One of the most controversial Confederate generals, Longstreet was born in Edgefield District, South Carolina, January 8, 1821, and reared in Georgia. After graduating near the bottom of his West Point class in 1842, “Old Pete” fought in Mexico, where he won two brevets for gallantry. He resigned his commission in the paymaster's department to join the Confederacy. Longstreet competently commanded a brigade at First Manassas and a division at Seven Pines and in the Seven Days campaign. His tactical abilities at Second Manassas and Sharpsburg won the admiration of General Robert E. Lee and led to his appointment in October 1862 as lieutenant general and commander of the First Corps, Army of Northern Virginia. In this new capacity he fought brilliantly at Fredricksburg, but with less distinction at Gettysburg, where his performance is still debated.
Chafing to gain independent command, Longstreet engineered the transfer of his corps to the Army of Tennessee in September 1863, perhaps with hopes of wresting command of that army away from the incompetent and unpopular Braxton Bragg. His troops played a key role at Chickamauga on September 19, but his participation in an abortive attempt to oust Bragg from command shortly thereafter led Bragg to detach Longstreet's troops from the army. Bragg sent Longstreet on a forlorn campaign to retake Knoxville, which had fallen to Major General Ambrose Burnside's Union forces in early September. After losing a footrace with Burnside to Knoxville, Longstreet laid siege to the city and attempted to starve the garrison into submission. Longstreet ordered an assault on Fort Sanders, which he thought was a Federal weak link, on November 29, but was repulsed with heavy casualties. When he received news of Bragg's rout at Chattanooga and the approach of a Union relief column from the south, Longstreet lifted the eighteen-day siege and retreated into winter quarters in upper East Tennessee. While his army rested around Morristown and Greeneville, Longstreet launched a savage attack against his senior officers, blaming division commanders Lafayette McLaws and Evander Law for his failures. Both generals were sacked and their commands given to Longstreet supporters.

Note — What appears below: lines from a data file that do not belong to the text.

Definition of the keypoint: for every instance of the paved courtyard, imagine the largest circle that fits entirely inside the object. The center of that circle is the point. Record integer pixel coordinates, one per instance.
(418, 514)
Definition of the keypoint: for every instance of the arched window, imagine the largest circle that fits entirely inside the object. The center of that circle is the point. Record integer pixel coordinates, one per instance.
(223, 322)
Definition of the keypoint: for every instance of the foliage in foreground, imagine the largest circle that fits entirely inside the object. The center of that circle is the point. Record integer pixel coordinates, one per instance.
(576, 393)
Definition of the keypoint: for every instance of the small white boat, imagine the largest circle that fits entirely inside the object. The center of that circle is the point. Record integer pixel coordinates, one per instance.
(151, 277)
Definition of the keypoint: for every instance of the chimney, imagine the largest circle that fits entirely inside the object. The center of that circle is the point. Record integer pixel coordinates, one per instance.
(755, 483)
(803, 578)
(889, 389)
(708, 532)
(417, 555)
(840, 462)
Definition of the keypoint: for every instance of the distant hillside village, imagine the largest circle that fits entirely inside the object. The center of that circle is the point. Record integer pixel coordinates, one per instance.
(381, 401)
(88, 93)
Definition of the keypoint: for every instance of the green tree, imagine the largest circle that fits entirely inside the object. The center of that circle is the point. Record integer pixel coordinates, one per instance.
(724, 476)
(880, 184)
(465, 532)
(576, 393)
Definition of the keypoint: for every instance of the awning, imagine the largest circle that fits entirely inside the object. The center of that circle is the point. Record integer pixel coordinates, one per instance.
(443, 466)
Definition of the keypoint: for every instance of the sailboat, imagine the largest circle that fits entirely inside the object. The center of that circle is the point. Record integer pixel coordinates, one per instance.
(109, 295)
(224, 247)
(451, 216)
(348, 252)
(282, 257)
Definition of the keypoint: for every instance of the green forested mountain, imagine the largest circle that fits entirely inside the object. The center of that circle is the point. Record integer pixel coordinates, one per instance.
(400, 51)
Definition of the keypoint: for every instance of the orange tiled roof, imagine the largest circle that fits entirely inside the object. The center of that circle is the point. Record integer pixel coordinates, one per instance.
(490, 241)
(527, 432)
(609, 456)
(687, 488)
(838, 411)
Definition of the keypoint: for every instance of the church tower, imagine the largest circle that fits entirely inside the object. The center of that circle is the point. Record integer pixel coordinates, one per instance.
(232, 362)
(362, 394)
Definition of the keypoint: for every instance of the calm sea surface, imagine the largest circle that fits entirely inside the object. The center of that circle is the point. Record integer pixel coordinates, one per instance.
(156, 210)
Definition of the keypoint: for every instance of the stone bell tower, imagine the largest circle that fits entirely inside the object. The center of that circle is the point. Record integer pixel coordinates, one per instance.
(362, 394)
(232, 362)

By April 1864 Longstreet was back in Virginia, where he participated in the final campaigns of Lee's army. Following the war, Longstreet entered into a protracted and bitter feud with former Virginia officers over his role in the Confederate defeat at Gettysburg. His undistinguished attempt at independent command in East Tennessee and his attacks on his own officers did little to enhance his reputation. Lee's “Old War Horse” died January 2, 1904, at his home in Gainesville, Georgia.